To add insult to injury, there are female leaders in every strata of the Kingdom who are operating in a de facto framework, working incredibly hard in their context but without the authority or acknowledgement that is automatically afforded to men in the same situation. Given that, we must have a mindset shift that encourages mentoring women.
Jesus didn’t choose 12 men with great potential and then send them off to Bible college; he worked intensively for three years with the people he’d selected. After that, rather than stay around for another few years because the disciples weren’t ready for such awesome responsibility, he put his brand new Church into their trembling hands, entirely cognizant of the fact that their leadership capacities were not fully developed. And he continues to hand over his bride to the unformed and ill-prepared leaders of every new generation. Increasingly now, that includes the female half of the church.
His method to develop leaders has always been mentoring and this is where women have difficulties. Since the Church’s inception, leaders have been warned and censured against the dangers of relating with any woman, each of whom must be judged guilty as a seductress until proven innocent, something which is difficult to do when you’re being shunned.
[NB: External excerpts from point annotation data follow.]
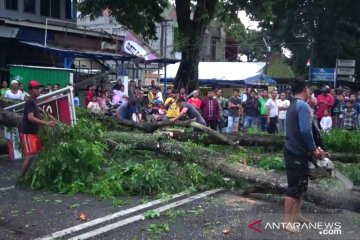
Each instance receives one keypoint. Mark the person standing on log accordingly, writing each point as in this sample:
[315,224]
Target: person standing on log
[29,126]
[223,109]
[251,110]
[189,111]
[262,104]
[234,112]
[300,146]
[211,111]
[324,101]
[272,113]
[173,109]
[195,100]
While the world has found ways to develop feminine leadership in every sector of society without illicit affairs being the inevitable consequence, the Church has developed a siege mentality, addressing its fears of moral failure by cloaking its women in the symbolic burqa of subjugation, anonymity, and rejection.
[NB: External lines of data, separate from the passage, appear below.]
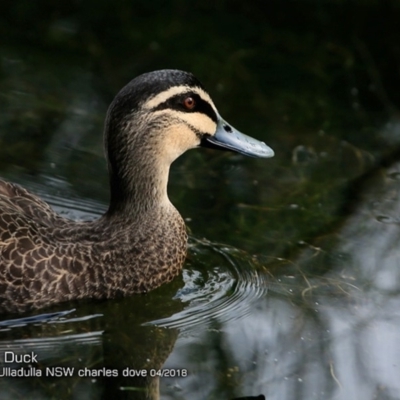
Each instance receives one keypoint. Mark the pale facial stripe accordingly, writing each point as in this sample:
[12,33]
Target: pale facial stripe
[198,121]
[175,90]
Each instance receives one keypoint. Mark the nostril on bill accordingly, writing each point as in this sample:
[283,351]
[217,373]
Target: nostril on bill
[227,128]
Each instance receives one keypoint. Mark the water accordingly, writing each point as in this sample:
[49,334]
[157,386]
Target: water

It’s interesting to note that this has made no difference at all to the degree of moral failure experienced by Church leaders; in fact it has heightened the problems because whenever religious doctrine emphasizes the rights of one people group over another, the way is opened for abuse of power. Sexual abuse of disciples, and the ongoing problem of adultery and immorality within the church proves this point well.
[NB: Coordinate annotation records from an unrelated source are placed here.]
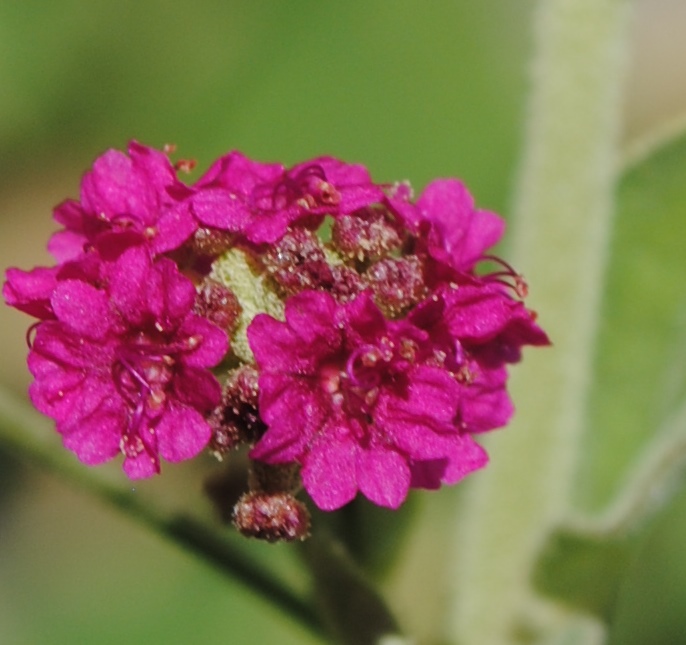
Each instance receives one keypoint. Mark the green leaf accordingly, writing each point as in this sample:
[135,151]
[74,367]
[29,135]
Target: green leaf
[352,607]
[584,571]
[639,378]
I do not know a single woman leader, and I include myself in this, who has not repeatedly experienced the ignominy of being ignored in conversations among leaders, been held at arm’s length by peers, and been overlooked for roles they are obviously highly qualified for, all because of the survival techniques developed by male leaders.
The fear of women and their potential as leaders has been allowed to operate in the Church far too long. One way that women can help themselves is to own their leadership call. While many women excel at cheering other women leaders on, when they are personally called to step up to the plate they are overcome with fear and feelings of inadequacy. The ‘imposter syndrome’ is too common among women. Statistics show that when responding to a job spec, if a man has more than 50 percent of the experience required he will go for the job. Women under the same conditions will generally not apply for the job unless they have 95-100 percent of the skills required. We undervalue our gifts and abilities and our fear of failure is so debilitating that we defraud the world of some really fine leaders.
Don’t wait for permission. Leadership entails leading, which requires decision-making. Not all of your decisions will be perfect, but you will learn from your mistakes if you’re not afraid of them, and people will learn as much from how you deal with pressure as they would if you got it right first time. Don’t be ashamed of your call. Don’t compare yourself with others.
For a woman to be an effective mentor, she must first acknowledge her own leadership call. It is from this point that she will be able to empower other women, not only to lead but also to encourage others.
Step up to the plate and be the leader you are designed by God to be. This is what it means to be an architect of Kingdom culture. It’s a new day, and the time is now.